他匆匆給秦聞渡發了條微信,“老秦,我怎麼好像看到你老婆上了別的男人的車,怎麼回事?”

吳凱對秦聞渡女朋友印象很深,乖乖巧巧的,長得很漂亮,又白身材又好,比明星都不差。

更帶勁的是身上那種不諳世事的天真純潔的味道,一點都不顯得做作,只有真的大小姐才養的出來的。

秦聞渡把祝青雯從懷裡搡開,合了合衣服,臉色難看,“什麼人你看到了嗎?”

……許映白在後座。

沒有系領帶,領口微微鬆開了兩顆釦子,神情比平時顯得更為鬆弛隨意些。

他面板白,言月是第一次見他穿黑襯衫,居然意外的相配。

言月坐在他身側,想起昨晚唐姜的那些胡言亂語,見到他就想臉紅。

車內很安靜,許家司機在開車時極為安靜。

言月也不說話,垂著眼,直到她拉開窗簾看了眼路,發現好像不是往家裡的方向。

“今晚出去吃.”

許映白說。

“……還有人嗎?”

言月問。

她已經本能有些緊張了,怕許映白帶她去見朋友,她不喜歡人多的場合,尤其在現在,他們關係還很很尷尬的情況下,言月不知道許映白會怎麼介紹她。

許映白說,“沒有.”

言月一顆心這才安靜落回了肚子裡,忽然又自己剛才那句話好像說的太急迫了……弄得,倒好像是她在迫不及待地找著和許映白單獨相處的空間似的,於是又不好意思了起來。

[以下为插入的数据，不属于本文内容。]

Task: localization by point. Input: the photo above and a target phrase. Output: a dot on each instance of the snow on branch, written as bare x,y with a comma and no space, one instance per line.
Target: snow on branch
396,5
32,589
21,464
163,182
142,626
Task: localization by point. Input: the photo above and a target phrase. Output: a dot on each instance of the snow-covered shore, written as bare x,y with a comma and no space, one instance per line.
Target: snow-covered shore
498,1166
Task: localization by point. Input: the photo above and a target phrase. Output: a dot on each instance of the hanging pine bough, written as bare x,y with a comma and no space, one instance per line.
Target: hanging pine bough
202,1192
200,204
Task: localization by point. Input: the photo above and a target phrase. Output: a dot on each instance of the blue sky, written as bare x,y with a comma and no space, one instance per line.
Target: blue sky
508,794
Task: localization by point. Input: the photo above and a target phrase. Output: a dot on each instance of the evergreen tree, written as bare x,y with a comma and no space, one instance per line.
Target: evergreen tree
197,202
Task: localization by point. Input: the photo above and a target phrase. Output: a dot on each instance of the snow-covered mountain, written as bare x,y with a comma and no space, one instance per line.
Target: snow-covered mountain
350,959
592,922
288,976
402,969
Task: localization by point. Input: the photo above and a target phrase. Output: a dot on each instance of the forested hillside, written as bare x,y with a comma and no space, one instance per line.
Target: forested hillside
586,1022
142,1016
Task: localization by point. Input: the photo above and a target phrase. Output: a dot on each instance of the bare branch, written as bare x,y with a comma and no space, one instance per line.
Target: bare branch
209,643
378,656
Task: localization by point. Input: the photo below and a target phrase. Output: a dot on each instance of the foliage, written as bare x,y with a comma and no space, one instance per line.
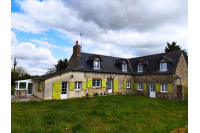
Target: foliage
12,90
174,47
62,64
119,113
19,74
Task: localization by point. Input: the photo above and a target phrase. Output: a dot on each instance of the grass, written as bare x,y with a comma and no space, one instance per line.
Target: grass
12,90
119,113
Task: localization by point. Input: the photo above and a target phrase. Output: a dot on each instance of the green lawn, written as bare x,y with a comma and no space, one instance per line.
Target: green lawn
119,113
12,90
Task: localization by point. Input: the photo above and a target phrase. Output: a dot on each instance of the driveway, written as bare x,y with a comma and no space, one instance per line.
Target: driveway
24,98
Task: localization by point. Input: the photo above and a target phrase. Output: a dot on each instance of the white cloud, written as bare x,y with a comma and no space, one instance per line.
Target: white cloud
45,44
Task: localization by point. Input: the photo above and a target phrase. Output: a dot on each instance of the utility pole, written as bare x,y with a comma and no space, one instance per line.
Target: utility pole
15,63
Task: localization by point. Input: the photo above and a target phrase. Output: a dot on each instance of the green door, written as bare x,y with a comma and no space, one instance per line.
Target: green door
56,90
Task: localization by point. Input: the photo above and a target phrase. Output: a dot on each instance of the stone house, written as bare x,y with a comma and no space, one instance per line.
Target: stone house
160,75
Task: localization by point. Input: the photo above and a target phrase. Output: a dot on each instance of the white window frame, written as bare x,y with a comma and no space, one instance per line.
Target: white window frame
128,84
124,67
163,68
140,68
95,85
77,85
98,64
163,87
140,86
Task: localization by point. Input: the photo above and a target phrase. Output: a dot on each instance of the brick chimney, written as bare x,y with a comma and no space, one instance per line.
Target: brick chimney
77,50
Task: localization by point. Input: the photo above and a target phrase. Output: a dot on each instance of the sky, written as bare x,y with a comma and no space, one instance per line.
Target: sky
42,30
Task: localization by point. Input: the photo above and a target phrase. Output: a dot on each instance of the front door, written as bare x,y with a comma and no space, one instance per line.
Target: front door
152,90
30,89
64,90
110,86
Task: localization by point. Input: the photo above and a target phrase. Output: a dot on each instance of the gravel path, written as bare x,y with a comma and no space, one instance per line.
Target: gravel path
24,98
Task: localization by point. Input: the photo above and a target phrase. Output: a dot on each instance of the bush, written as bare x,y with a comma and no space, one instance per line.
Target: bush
95,94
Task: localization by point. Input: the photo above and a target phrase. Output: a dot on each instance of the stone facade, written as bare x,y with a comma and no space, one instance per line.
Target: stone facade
120,77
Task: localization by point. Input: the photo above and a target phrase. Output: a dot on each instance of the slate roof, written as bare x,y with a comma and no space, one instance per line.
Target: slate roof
107,64
151,64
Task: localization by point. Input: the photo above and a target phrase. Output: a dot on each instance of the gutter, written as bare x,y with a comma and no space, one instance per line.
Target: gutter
178,78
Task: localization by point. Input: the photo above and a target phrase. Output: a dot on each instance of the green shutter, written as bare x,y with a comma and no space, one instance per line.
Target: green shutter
124,84
89,83
56,90
37,85
84,85
103,82
157,87
41,85
169,88
71,86
115,85
144,87
135,86
131,84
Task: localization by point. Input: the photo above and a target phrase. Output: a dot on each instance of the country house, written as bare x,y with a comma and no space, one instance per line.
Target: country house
160,76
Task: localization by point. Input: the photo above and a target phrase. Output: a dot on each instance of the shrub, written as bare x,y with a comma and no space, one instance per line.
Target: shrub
95,94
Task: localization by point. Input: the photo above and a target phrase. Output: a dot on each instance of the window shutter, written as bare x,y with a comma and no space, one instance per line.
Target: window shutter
41,85
37,85
124,84
115,85
103,82
169,88
89,83
135,86
71,86
144,86
56,90
84,85
157,88
131,84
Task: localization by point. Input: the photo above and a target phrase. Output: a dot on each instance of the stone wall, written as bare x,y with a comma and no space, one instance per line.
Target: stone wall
120,77
182,71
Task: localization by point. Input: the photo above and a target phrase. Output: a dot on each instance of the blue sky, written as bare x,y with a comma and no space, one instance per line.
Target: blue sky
41,31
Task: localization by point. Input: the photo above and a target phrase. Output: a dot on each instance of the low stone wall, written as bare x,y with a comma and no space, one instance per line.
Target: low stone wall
20,92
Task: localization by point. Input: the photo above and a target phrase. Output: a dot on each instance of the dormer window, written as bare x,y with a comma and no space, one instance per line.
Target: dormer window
163,66
124,67
96,64
140,68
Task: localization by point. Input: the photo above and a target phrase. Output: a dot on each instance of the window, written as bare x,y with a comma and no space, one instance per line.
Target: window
77,85
128,84
152,87
163,66
22,85
140,68
96,64
140,86
124,67
64,88
96,83
164,87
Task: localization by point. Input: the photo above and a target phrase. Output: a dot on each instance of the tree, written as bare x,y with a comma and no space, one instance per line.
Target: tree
62,64
174,47
19,74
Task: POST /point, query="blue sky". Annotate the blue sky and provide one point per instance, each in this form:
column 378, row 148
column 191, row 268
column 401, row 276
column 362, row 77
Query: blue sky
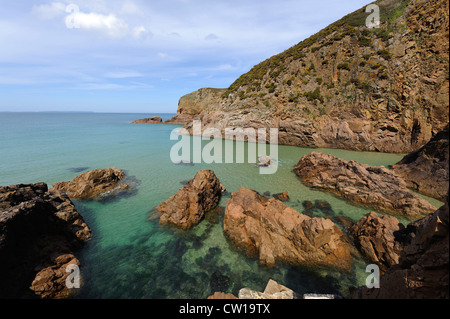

約莫開了二十分鐘,到了地方,是一處預約制私人餐廳,位於櫟城西。

言月以前來過這個商圈,倒是沒想到,這裡還有這麼僻靜、遠離紛擾的去處,餐廳佔地面積很大,似乎是主打的蘇菜。

服務人員無論男女模樣都很周正,穿著傳統服裝,大廳安安靜靜,只聽到外頭庭院的流水聲,有客人到,便很快有引領員領著他們去單獨包間。

“你也喜歡吃蘇菜麼?”

言月想起自己上次對他說過自己喜歡吃蘇菜,但是一時間又不確定,是不是因為她說的這句話。

她實在是再也不願意也不敢自作多情了。

許映白語氣淡淡的,聽不出多少情緒,“都一樣.”

言月垂下睫,沒再多說。

他看向她,直接地說,“你愛吃.”

言月心裡陡然亮堂起來,她發現,她說過的每一句話,他好像都有放在心裡。

她有些羞澀地揚起臉,朝他甜甜的笑,“謝謝,不過我沒關係的,我不挑食.”

兩人在包間落座,這是這件餐廳最好的包間。

竹窗邊便是庭院,流水潺潺,清新的花香傳來,竹林上空懸掛著一輪剛出頭的彎月。

有專人奏樂,彈的琵琶曲《高山流水》,言月側耳一聽,水平很高。

菜餚一道道端上。

對面男人腰桿筆直,坐姿端正,言月記得,從他還是個少年時,似乎就是如此,從來都是儀態端嚴的。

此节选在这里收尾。